What we would worry about is ascending speed. Based on your info, he ascended from 95 to surface in 3 minutes or > 30m/min or over 3 times the rate of a safe ascend of 1

What we would worry about is ascending speed. Based on your info, he ascended from 95 to surface in 3 minutes or > 30m/min or over 3 times the rate of a safe ascend of 10m/min.
Probably he was out of air before ascend... Given this profile he might spent over 3000 l before start ascending
 
What we would worry about is ascending speed. Based on your info, he ascended from 95 to surface in 3 minutes or > 30m/min or over 3 times the rate of a safe ascend of 10m/min.

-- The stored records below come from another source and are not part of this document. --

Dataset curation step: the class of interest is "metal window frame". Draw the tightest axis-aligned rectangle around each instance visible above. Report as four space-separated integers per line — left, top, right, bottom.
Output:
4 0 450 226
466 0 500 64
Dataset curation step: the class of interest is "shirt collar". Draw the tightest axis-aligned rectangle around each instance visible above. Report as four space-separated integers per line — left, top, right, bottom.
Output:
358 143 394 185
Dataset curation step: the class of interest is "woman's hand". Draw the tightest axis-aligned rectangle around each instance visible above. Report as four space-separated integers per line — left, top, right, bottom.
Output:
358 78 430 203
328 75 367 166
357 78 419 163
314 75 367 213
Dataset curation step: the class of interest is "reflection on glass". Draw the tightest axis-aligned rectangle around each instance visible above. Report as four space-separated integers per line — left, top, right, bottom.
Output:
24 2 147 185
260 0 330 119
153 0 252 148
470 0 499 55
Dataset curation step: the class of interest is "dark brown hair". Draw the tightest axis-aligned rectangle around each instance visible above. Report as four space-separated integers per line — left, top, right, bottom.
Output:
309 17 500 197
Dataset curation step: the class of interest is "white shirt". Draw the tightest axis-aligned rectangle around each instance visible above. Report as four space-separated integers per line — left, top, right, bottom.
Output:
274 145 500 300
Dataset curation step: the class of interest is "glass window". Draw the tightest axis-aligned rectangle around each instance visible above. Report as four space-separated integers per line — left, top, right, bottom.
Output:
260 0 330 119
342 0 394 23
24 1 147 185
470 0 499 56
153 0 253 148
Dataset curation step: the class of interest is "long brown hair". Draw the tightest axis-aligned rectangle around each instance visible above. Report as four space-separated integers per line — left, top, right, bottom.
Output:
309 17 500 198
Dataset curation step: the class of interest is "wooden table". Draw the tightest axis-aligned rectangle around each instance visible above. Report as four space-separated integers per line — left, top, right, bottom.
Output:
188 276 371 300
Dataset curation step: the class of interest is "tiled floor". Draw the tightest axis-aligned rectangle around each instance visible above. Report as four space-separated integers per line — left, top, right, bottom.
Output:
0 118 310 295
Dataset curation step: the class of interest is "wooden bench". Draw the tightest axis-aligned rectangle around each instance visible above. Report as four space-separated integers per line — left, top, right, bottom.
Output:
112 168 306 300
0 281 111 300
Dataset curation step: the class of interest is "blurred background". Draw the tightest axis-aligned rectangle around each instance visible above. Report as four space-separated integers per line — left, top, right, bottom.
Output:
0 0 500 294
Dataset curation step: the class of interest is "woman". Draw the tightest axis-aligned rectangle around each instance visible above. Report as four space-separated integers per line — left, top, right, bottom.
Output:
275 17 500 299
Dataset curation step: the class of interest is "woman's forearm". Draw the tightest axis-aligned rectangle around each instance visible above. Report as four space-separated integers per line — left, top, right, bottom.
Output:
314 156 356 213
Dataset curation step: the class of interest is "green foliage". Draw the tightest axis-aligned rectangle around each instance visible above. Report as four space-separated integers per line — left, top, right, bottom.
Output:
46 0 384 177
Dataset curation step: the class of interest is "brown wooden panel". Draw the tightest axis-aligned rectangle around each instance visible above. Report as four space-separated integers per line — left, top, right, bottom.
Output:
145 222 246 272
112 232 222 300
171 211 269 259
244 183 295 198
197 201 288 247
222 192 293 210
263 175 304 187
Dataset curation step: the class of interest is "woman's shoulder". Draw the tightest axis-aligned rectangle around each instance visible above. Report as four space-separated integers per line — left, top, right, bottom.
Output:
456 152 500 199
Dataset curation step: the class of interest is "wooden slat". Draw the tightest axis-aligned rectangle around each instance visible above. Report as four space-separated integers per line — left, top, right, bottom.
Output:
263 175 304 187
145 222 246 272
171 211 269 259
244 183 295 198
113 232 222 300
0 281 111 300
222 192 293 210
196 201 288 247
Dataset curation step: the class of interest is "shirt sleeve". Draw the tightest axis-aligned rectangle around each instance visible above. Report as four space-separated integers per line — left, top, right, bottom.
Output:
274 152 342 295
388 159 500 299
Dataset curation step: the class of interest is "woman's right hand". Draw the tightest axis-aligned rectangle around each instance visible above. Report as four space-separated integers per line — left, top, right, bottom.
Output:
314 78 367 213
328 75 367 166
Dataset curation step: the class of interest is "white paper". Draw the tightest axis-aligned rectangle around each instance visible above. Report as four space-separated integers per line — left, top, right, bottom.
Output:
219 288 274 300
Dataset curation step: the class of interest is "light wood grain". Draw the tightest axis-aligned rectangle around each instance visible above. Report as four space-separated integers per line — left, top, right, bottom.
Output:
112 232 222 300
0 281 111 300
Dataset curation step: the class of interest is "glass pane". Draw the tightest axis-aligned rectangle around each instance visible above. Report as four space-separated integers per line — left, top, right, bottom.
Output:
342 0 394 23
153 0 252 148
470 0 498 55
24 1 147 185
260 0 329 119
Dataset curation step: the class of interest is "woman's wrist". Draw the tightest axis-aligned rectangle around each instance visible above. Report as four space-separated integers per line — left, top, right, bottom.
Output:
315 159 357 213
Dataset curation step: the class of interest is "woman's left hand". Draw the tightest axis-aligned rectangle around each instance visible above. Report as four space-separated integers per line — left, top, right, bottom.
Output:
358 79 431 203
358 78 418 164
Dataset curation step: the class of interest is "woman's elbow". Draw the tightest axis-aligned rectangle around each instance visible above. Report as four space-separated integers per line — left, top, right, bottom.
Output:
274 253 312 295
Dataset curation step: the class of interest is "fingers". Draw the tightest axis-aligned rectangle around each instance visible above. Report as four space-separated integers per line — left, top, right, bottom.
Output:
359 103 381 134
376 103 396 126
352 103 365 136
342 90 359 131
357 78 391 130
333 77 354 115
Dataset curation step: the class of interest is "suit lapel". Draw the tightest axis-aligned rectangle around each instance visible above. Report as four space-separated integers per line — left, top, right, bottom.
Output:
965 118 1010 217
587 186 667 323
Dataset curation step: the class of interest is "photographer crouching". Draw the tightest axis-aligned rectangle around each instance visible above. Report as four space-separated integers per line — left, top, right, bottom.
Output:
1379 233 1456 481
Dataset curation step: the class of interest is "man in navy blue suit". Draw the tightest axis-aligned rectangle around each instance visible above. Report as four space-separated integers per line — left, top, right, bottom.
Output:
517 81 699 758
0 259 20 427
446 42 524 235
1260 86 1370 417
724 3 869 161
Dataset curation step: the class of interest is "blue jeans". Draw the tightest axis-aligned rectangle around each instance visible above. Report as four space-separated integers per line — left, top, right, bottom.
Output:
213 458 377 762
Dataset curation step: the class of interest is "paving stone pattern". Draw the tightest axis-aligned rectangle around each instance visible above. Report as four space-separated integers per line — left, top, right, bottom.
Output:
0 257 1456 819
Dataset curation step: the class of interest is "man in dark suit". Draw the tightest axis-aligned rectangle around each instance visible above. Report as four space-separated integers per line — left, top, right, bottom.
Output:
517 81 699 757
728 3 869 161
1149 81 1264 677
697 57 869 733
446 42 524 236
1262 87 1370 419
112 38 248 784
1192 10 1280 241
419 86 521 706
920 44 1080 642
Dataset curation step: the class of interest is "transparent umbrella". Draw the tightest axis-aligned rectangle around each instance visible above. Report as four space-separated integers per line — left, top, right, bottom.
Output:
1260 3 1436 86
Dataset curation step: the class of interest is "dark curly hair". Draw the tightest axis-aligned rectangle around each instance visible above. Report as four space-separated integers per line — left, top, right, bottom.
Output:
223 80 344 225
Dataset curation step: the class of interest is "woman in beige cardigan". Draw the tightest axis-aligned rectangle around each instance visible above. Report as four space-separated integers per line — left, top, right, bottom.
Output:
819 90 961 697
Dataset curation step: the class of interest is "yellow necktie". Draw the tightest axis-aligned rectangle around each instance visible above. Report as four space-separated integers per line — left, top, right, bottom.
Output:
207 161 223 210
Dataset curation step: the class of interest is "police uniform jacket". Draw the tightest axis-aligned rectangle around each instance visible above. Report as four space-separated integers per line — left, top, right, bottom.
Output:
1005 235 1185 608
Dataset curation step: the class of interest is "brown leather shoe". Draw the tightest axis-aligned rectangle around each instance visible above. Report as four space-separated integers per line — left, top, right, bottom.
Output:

I'm not seeing anyone going down to 95 msw without blowing past NDL, and I'm not seeing anyone with a 15L tank having enough gas to do the subsequent deco stops. To me that looks like a clear "better bent than drowned" scenario where you're too deep in poo to worry about safe ascent rate.
 
At 2.2 it certainly will but in this scenario there's a good chance you'd be OOG before that happens.

 
Actually some of the best videos i've seen despicting downcurrents in Indo were always in a freediving setting, where you dont see bubbles flowing downards but can definitly see the waterfall effect.

These are 2 greats examples
(need to login but worth it)
Freediving where there could be downcurrents seems like an incredibly stupid idea to me!
 
Deleted, wrong area.
 
Wow. My wife and I were diving that area two weeks prior to the incident. Our dive guides were pretty wary of situations like that and were very serious about none of us getting in front of them.
 
Condolences to the families of the divers involved in this accident.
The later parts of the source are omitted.